It is clear that the model achieves significant gains with the integration of object-level features and Conv-Gate Fusion module. When adding object-level features, the performance of MMBench-Dev, SEEDBench increases 1.0%, 0.4% separately with Vicuna-7B and 1.7%, 0.9% with Phi3. After utilizing the fusion network, the performance on these two benchmarks further increases by 1.6%, 0.9% with Vicuna-7B and 2.3%, 1.1% with Phi3. For the TextVQA benchmark, the incorporation of object-level features does not markedly enhance performance due to the suboptimal detection of textual content within images by the detector. Nevertheless, the integration of high-resolution features mitigates this limitation, culminating in an accuracy increment of 3.0% on Vicuna-7B and 2.5% on Phi3-3.8B. The integration of both modules incurs a marginal increase in computational expense and parameter count, yet it enhances the efficacy of models across various scales. We further enumerate additional comparative outcomes across various subsets of MMBench-Dev and SEEDBench, the comparative results are shown in Appx. A.

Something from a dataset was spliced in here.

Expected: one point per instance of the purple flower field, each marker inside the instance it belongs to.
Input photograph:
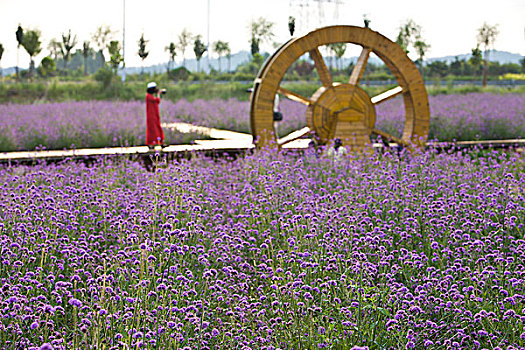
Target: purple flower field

Table 5: Comparison of different fusion modules, methods of merging object-level features, and tagging models.
(a) Fusion modules.
Method MMBD MMStar
Baseline 69.2 34.1
w/ Resampler 55.6 30.5
w/ Channel Concat 68.9 32.6
w/ Patch Info Mining 68.3 32.9
w/ Conv-Gate Fusion 69.8 34.5
(b) Methods of merging object-level features.
Method MMBD MMStar
Baseline 68.2 32.5
w/ F-to-B Cross Attention 65.7 33.3
w/ B-to-F Cross Attention 67.7 34.4
w/ Concat 69.8 34.5
(c) Tagging models.
Method MMBD MMStar
Baseline 68.2 32.5
w/ COCO80 68.3 32.9
w/ RAM tags 69.2 34.5

Fusion Network Design. We also explore a diverse design of fusion modules and perform ablation studies on various components: (1)Channel Concat. We simply concat the low and high-resolution features in the channel dimension. (2) Patch Info Mining. We replace the gated-fusion model with Patch Info Mining in [8]. (3) Resampler. We substitute the gated-fusion model with a resampler in [79]. The results are shown in Tab. 5(a). We find our Conv-Gated fusion module performs better through these methods, which confirms its efficiency.

Method of Merging Object-level Features. We further explore various methods for incorporating object-level features: (1)F-to-B Cross-Attention. We add a cross-attention block to enhance the fusion features by integrating object-level features after the fusion module, the enhanced fusion features are then fed into LLM. (2)B-to-F Cross-Attention. Following the fusion module, another cross-attention block is employed to enhance the object-level features by integrating fusion features. The fusion features and enhanced object-level features are then concatenated as input for LLM. The frameworks of both are depicted in Appx. C and the results are reported in Tab. 5(c). Our observations indicate that cross-attention does not enhance the integration of object-level features into visual representations. Conversely, concatenating object-level features with visual tokens and deferring the decision-making to the LLM yields more favorable outcomes.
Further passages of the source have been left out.